In an article by John Roach, I found that some people are paralyzed by fear, won’t get out of bed, fly in an airplane, buy stock, or even go to work! There is actually a phobia related to this called, "friggatriskaidekaphobia." Whew! That’s a mouthful isn’t it? So, is it the number 13 that is the culprit? Mr. Roach’s article points out the numerous instances that people refuse the number 13. There is a lack of a 13th floor in many buildings. Some houses choose 12 & ½ instead of 13. Even streets sometimes skip 13 and go straight to 14. This seems to make the case that it is the number 13’s fault. But, what about Friday? Is Friday really so bad? I mean, after all for many people, it is the last day of the work week. It is the start of the weekend, for goodness sake! Well, I found out that not only is Friday the day Christ was crucified, it is considered by many scholars to also be the day Eve tempted Adam with the apple and the day that Abel was slain by Cain.
Don’t think it is all about Christianity either. In an article by David Emery, he states that in pagan Rome, Friday was execution day (later Hangman's Day in Britain).

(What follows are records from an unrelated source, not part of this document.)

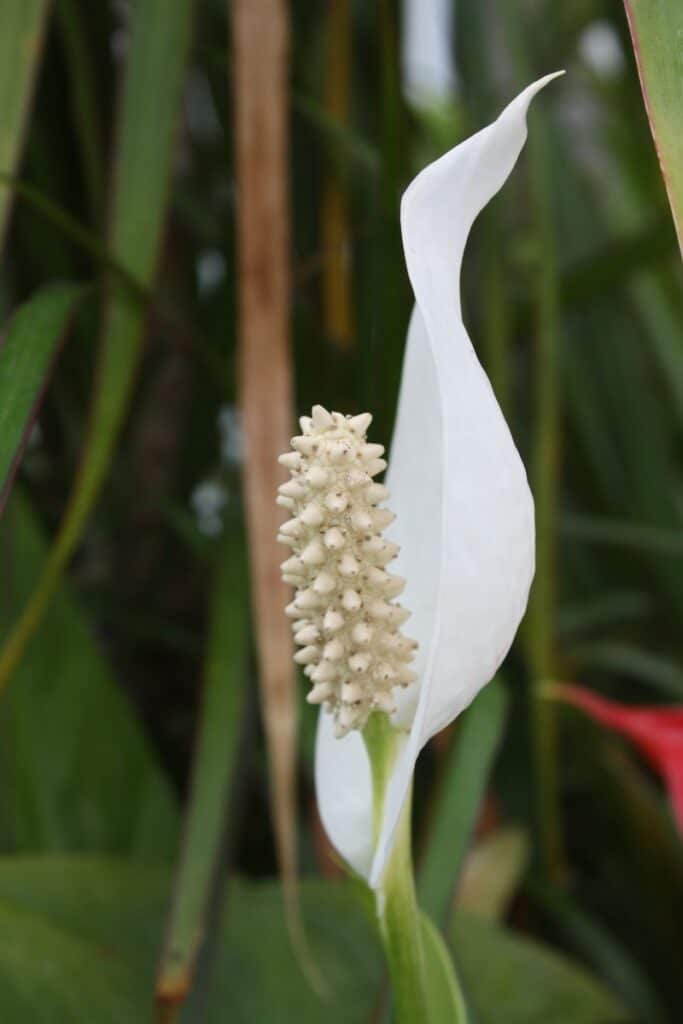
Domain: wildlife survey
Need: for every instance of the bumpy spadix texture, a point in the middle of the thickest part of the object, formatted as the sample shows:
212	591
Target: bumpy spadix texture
464	510
346	621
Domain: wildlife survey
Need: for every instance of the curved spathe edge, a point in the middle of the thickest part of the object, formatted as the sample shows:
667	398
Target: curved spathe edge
433	264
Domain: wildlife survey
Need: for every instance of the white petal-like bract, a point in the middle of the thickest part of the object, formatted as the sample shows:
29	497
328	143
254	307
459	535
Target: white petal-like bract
464	510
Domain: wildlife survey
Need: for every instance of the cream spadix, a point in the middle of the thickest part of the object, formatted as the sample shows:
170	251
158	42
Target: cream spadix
464	511
345	615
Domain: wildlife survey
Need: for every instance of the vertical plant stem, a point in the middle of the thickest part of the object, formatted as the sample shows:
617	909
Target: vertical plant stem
336	236
541	624
260	40
24	25
396	902
546	475
399	925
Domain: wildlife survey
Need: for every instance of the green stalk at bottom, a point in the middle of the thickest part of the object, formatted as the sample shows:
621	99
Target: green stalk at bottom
396	904
398	916
425	987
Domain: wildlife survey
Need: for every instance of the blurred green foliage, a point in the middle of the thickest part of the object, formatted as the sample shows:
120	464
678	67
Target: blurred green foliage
572	297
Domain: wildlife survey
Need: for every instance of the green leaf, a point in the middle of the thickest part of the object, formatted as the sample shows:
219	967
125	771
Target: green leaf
81	909
445	1000
656	29
216	768
493	872
31	344
74	910
465	777
20	48
79	939
513	980
146	132
76	770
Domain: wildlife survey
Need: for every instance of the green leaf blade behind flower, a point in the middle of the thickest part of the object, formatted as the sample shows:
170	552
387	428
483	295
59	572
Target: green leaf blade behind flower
141	175
465	778
215	774
511	978
27	353
445	1000
76	771
20	48
656	29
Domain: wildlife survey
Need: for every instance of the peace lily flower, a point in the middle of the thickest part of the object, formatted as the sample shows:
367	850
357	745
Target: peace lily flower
462	547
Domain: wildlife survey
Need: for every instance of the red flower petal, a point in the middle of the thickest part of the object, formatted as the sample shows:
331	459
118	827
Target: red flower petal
657	732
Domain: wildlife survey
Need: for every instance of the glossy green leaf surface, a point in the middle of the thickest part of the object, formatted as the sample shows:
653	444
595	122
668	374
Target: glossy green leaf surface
656	30
508	978
20	47
465	777
30	346
77	771
215	774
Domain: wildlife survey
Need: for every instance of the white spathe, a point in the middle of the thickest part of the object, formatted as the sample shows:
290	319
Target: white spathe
464	510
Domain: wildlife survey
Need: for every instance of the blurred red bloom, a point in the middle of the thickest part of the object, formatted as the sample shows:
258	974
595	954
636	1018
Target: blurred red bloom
656	732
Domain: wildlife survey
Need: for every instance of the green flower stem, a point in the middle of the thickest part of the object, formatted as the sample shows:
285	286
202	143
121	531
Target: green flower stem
396	903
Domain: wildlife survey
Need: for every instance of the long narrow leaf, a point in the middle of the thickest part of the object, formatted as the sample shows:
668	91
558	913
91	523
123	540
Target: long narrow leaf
76	769
146	131
214	776
466	774
20	48
260	41
655	31
29	350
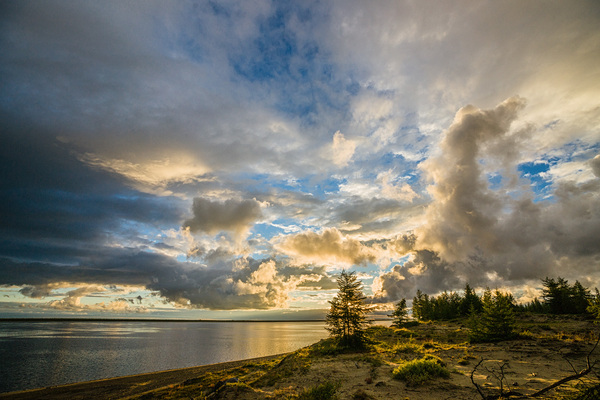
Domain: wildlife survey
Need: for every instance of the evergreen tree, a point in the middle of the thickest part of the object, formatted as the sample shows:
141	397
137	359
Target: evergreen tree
347	317
496	320
422	307
470	302
594	305
580	297
400	314
562	298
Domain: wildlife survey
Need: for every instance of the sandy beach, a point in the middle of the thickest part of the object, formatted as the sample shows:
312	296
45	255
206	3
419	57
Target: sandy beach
547	350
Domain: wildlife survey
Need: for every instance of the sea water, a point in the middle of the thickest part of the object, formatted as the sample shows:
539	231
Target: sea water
37	354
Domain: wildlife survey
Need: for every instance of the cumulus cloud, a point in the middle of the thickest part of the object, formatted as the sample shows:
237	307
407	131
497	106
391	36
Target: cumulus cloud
464	209
327	247
486	235
342	149
595	163
231	215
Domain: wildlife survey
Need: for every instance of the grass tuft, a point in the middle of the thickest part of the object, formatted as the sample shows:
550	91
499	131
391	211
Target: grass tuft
325	391
418	371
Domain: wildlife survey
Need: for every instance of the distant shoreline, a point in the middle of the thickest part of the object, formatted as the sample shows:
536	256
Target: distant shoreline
129	385
150	320
161	320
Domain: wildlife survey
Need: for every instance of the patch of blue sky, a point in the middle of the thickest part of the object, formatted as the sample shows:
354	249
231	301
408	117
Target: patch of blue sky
293	72
494	181
317	186
535	173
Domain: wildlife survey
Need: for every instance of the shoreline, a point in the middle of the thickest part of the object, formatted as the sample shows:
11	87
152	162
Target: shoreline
129	385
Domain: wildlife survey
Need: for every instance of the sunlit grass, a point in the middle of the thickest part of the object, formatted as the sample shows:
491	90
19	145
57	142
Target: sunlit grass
418	371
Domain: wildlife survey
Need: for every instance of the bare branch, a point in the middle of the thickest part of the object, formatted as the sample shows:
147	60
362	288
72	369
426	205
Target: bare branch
569	378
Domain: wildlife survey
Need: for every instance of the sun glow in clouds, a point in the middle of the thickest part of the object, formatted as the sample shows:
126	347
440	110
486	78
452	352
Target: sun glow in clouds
189	159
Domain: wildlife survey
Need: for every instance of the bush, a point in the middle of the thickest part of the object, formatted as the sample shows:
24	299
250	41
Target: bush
418	371
325	391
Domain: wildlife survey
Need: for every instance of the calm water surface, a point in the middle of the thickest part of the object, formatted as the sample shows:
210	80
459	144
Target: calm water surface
49	353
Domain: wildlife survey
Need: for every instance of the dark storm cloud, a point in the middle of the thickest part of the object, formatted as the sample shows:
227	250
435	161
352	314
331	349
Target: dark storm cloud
493	236
230	215
55	208
239	283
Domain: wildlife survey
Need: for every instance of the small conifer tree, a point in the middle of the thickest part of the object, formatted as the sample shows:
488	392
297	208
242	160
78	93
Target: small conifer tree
496	321
400	314
347	317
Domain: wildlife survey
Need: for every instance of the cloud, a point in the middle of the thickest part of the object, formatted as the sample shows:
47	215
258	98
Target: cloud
230	215
342	149
494	235
464	209
595	163
328	247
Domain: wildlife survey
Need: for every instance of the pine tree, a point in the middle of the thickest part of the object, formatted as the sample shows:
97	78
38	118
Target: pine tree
496	321
400	314
470	302
594	305
347	317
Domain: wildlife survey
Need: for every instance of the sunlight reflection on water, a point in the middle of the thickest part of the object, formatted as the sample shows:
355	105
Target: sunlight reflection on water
49	353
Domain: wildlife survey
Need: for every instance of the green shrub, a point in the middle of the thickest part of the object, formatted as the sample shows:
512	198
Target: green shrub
325	391
418	371
407	347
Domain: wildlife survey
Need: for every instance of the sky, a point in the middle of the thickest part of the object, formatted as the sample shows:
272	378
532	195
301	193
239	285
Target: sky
226	159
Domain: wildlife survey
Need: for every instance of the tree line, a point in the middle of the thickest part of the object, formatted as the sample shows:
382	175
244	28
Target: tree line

Amongst all of the myths and folklore, facts and fictions, we have still survived all of those BAD Friday the 13th’s. Of course, those of you that lived in Kansas City at the time of Friday the 13th, July 1951, may want to argue with me on that one! In the book, Black Friday the Thirteenth: the Day the Rains Came and Nearly Destroyed a Down by Richard C. Fisher, the author states that "July 13, 1951, will always be remembered as Black Friday." The Kaw River overflowed into the Argentine District causing devastation. It overflowed levees, flooded the Downtown Airport, and washed away squatters’ homes on the north side of the Missouri River.
Maybe, there is something to these superstitions. I think that I will just try to keep my chin up and celebrate it anyway! Why don’t you stop by and get your mind off of it, too?